When it comes to trolling “the blacks,” white folks collectively employ a “can’t stop, won’t stop” approach. Enter, the latest way to pour salt on our wounds and mock us: 40-ounce rosé. I know what you’re thinking if you’re a Negro: Since when is a 40 the move in the mainstream?
After all, the idea of the lazy, shifty, government-mooching black sitting at home consuming large amounts of fried chicken, watermelon and malt liquor is one of American racism’s greatest hits. Just last year, there was a Ku Klux Klan-affiliated group pledge to depress the black vote in Philadelphia by handing out weed and 40s. Likewise, in recent years, racist GOP-affiliated groups, along with their friends in conservative media, both invoked the 40 to portray President Barack Obama as not so much the most powerful man on the planet but more like the typical nigger of their white supremacist wet dreams.
I’m sure others can recall news articles of yore like the New York Times piece “For Minority Youths, 40 Ounces of Trouble.” In 1993, Michel Marriott wrote:
Malt liquor—essentially beer brewed with sugar for an extra alcoholic kick—has long been popular with black and Hispanic drinkers. But in the outsize 40-ounce bottle, introduced in the late 1980’s with aggressive marketing campaigns aimed at minority drinkers, it is fast becoming the intoxicant of choice for black and Hispanic youths in New York and other American cities.

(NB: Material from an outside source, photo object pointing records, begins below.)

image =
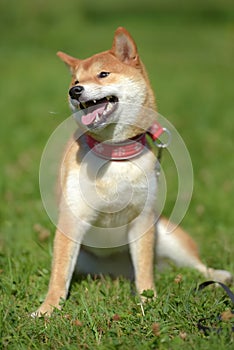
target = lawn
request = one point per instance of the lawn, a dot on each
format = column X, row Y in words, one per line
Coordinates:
column 188, row 49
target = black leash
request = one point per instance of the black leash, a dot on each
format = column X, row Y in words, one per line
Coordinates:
column 201, row 323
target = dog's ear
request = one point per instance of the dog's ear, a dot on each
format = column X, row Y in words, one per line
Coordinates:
column 72, row 62
column 124, row 47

Some teenagers call malt liquor “liquid crack” in tribute to its potency. And to the dismay of drug counselors, social workers and ministers who see malt liquor as a dangerous drug in sheep’s clothing, the 40-ounce bottles with brand names like King Cobra, Crazy Horse, Colt 45 and St. Ides have become an accessory to the youth-culture ensemble of baggy clothes, expensive work boots and street-hardened attitudes.

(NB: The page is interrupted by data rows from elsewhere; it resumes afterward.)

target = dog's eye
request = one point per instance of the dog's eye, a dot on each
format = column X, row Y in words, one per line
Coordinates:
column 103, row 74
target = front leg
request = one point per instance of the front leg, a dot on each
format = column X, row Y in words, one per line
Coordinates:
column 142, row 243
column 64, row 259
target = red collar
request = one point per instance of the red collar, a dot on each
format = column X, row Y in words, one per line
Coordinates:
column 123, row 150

Now, compare that to Forty Ounce Rosé. Per the company’s website, it makes “organically farmed, spectacular tasting, large format wines.” So, it’s an old stereotype served organically to the delight of white people who probably say shit like “That’s so ghetto” to the annoyance of anyone who knows damn well they don’t know a damn thing about the damn ghetto.
Naturally, the praise rolled right on in.
While most wine snobs would prefer to guzzle their booze from a glass, there are plenty of wine drinkers that are perfectly OK swigging right from the bottle, or from a juice box. Or, from a 40-ounce bottle. Thankfully, you can do just that—with rosé.
From Refinery 29:
No matter which 40-ounce bottle of wine you chose, this genius new way to drink is sure to make your summer a lot more exciting.
From Marie Claire:
While a 40-ounce bottle—typically relegated to cheap beer and malt liquor—of rosé might seem like a funny gimmick to bring to a BBQ this summer, they’re actually very practical. Hear me out.
You’re probably used to dropping around $15 to $20 for a traditional bottle of rosé, right? Those bottles only hold 750 mL or about 25 ounces of wine. Since a forty holds nearly twice that amount, they end up being quite a deal—especially since we found one store in New York selling them for just $16.
From Thrillest:
Summer is just around the corner, which more importantly means we’re on the cusp of rosé season. And this year’s is on track to be a doozy, thanks to some intrepid winemakers who’ve made the brilliant decision to package their pink nectar of the park picnic and pool party gods in a forty.
Eat your heart out, Colt 45.
“Eat your heart out, Colt 45”? Insert a Maxine Waters look of disgust here. Add a “fuck off.” Repeat.
If you’re wondering, none of the people quoted here have an uncle who looks like Billy Dee Williams or have ever had to contend with the stereotypes affiliated with the drinks. The same goes for the 40-ounce marketing that targeted you and all those who look like you in years past ’round your hood.
I don’t want to be completely Huey Freeman about this. Maybe the wine is actually good. Hell, rosé in the summer does make sense. Still, it’s been too many years now of Kardashians and other white girls getting credit for things black folks came up with or, worse, being exalted for doing things or appearing in ways that, if done by black people, would yield nothing but racist condemnation and dismissal.
This is that same pattern, only it can get you drunk and in need of a five-piece spicy strips meal with red beans and rice plus an extra biscuit to prevent a hangover. However, at least Popeyes has never acted like it’s too good for us. If folks want to reimagine the 40 ounce, sure, but if you’re not going to address the racist history behind it before celebrating your impending buzz, you’re part of the problem.
But you know, enjoy your fake hood experience, annoying hipsters.